The Police Department investigation began immediately as required by department policy. Two internal affairs sergeants went to the hospital and took a recorded statement from her. Possible evidence was examined, including the GPS system in the squad car.
That system determined the officers had been driving at the time of the alleged assault. Four days later, the city attorney's office charged her with filing a false police misconduct report.
On Monday, community leaders and the woman's family voiced outrage over how the department handled the case and demanded an outside investigation.
"We have a rape victim who did everything right," said Rebecca Waggoner-Kloek, manager of OutFront Minnesota Anti-Violence Program. "She went to the hospital and had an exam and tried to report the rape to police."

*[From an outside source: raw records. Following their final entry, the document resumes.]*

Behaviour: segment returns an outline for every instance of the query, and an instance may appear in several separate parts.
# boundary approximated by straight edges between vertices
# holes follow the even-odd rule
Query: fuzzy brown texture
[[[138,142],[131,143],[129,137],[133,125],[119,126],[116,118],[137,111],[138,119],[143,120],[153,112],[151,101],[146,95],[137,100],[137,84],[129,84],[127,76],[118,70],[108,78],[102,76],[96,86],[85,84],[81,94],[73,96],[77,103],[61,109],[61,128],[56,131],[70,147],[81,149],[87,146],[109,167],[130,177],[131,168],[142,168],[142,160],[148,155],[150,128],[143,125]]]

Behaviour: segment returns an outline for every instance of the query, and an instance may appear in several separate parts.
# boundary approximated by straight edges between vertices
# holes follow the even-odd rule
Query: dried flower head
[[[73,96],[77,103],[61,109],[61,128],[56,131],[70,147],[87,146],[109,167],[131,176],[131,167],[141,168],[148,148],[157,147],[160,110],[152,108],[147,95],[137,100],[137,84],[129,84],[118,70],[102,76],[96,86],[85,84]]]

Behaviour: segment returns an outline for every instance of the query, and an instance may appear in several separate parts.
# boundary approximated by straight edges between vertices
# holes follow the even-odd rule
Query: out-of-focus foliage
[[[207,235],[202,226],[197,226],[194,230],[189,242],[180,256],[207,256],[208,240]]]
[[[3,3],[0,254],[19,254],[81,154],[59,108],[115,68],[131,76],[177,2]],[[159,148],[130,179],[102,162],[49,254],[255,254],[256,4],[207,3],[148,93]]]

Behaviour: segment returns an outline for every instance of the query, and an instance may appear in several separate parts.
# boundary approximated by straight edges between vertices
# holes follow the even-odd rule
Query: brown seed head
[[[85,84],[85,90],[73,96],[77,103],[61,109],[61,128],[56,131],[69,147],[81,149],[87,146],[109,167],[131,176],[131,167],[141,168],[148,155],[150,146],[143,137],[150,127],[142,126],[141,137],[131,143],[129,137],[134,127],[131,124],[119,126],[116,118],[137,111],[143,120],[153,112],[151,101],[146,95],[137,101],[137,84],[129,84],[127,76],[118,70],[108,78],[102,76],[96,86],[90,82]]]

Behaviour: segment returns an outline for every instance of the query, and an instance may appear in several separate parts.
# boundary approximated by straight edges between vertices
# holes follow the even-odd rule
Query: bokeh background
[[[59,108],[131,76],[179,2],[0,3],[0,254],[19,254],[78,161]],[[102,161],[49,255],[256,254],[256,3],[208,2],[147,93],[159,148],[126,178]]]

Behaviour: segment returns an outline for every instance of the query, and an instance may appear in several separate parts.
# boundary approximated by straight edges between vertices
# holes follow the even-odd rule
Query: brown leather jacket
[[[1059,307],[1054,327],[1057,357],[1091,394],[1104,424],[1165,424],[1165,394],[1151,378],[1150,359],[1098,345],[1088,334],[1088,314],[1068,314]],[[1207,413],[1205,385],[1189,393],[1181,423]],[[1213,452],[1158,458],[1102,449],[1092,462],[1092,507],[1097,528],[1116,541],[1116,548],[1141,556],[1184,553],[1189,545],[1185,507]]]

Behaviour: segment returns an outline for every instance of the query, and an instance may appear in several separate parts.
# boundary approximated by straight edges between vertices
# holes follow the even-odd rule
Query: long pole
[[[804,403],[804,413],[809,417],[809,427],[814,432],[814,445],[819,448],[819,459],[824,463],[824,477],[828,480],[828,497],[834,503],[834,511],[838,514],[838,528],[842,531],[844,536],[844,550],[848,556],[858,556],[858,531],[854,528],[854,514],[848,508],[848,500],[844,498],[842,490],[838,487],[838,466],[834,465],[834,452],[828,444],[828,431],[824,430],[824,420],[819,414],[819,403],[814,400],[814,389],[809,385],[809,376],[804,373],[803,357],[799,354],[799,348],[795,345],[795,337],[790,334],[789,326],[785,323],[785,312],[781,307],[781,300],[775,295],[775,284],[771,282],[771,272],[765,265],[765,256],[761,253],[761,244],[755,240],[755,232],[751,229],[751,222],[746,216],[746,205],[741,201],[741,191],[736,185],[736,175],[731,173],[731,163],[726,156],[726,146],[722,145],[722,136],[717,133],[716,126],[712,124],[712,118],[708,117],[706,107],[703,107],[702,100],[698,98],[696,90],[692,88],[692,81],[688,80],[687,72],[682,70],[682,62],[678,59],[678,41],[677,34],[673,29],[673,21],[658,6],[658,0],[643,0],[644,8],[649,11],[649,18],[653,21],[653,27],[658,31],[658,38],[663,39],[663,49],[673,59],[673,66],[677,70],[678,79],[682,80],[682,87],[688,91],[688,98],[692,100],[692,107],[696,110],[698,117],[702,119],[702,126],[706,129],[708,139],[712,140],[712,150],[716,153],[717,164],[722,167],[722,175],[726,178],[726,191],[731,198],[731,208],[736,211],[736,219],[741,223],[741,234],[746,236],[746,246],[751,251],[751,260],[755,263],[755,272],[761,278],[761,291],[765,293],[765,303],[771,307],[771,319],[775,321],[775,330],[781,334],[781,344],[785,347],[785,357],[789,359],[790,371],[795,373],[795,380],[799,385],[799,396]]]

Waggoner-Kloek, also a member of Minneapolis' Police Community Relations Council, questioned why a required information card with the names of the officers who handled the case wasn't given. She also said the department should have sent a sex crimes investigator instead of two from internal affairs and asked, "Why didn't the department wait for DNA results?"
The woman's name is public because of the charge filed against her, but the Star Tribune is not naming her because of the potential that she could, indeed, be a sexual assault victim. Her sister said she "isn't doing well at all and won't be the same."
The police had no comment Monday.
According to the criminal complaint against the woman:
Police were called to a home in north Minneapolis at 6:19 a.m., where a resident said she wanted the woman removed. The woman left and walked toward a bus stop.
She said the two officers who responded to the call followed her, dragged her into an alley and raped her. She was driven to a hospital by a witness at 6:59 a.m. The nurse who examined the woman didn't detect any injuries to indicate a rape, and investigators said her clothes showed no signs of her being pushed to the ground.
The charges and a police statement issued last week said the investigators reviewed the timeline of events using calls for service data, GPS data from the squad car and video recorded by the in-squad camera. The two officers cleared the scene from the original call at 6:31. At 6:42 a.m., the ! officers made a traffic stop.
During the 11 minutes after the officers left the woman and before they began the traffic stop, their squad car was in continuous motion. At no point during that time was the car near where the alleged assault occurred. After the first traffic stop was completed, the squad car was again in continuous motion until a second traffic stop was initiated at 7:03 a.m.
The woman arrived at the hospital at 6:59 a.m. The investigators also met the two accused officers and examined their outer garments and appearance for possible evidence; no dirt, damage or injuries were observed.
Based on the evidence collected, the investigators determined that the allegation was false and that the case should be presented for criminal charges.
False allegations, especially of this nature, are damaging to the relationship between police officers and the community, sowing mistrust among both, according to the police statement.
Ron Edwards, co-chairman of the Police Community Relations Council, questioned the accuracy of the GPS system and how the officers' uniforms would have remained "very clean and pressed" after a long shift. He said Police Chief Tim Dolan would meet with the council to discuss the case this week.
"We're letting the Police Department know we're here," said Council Member Steve Blake. "They are running and hiding."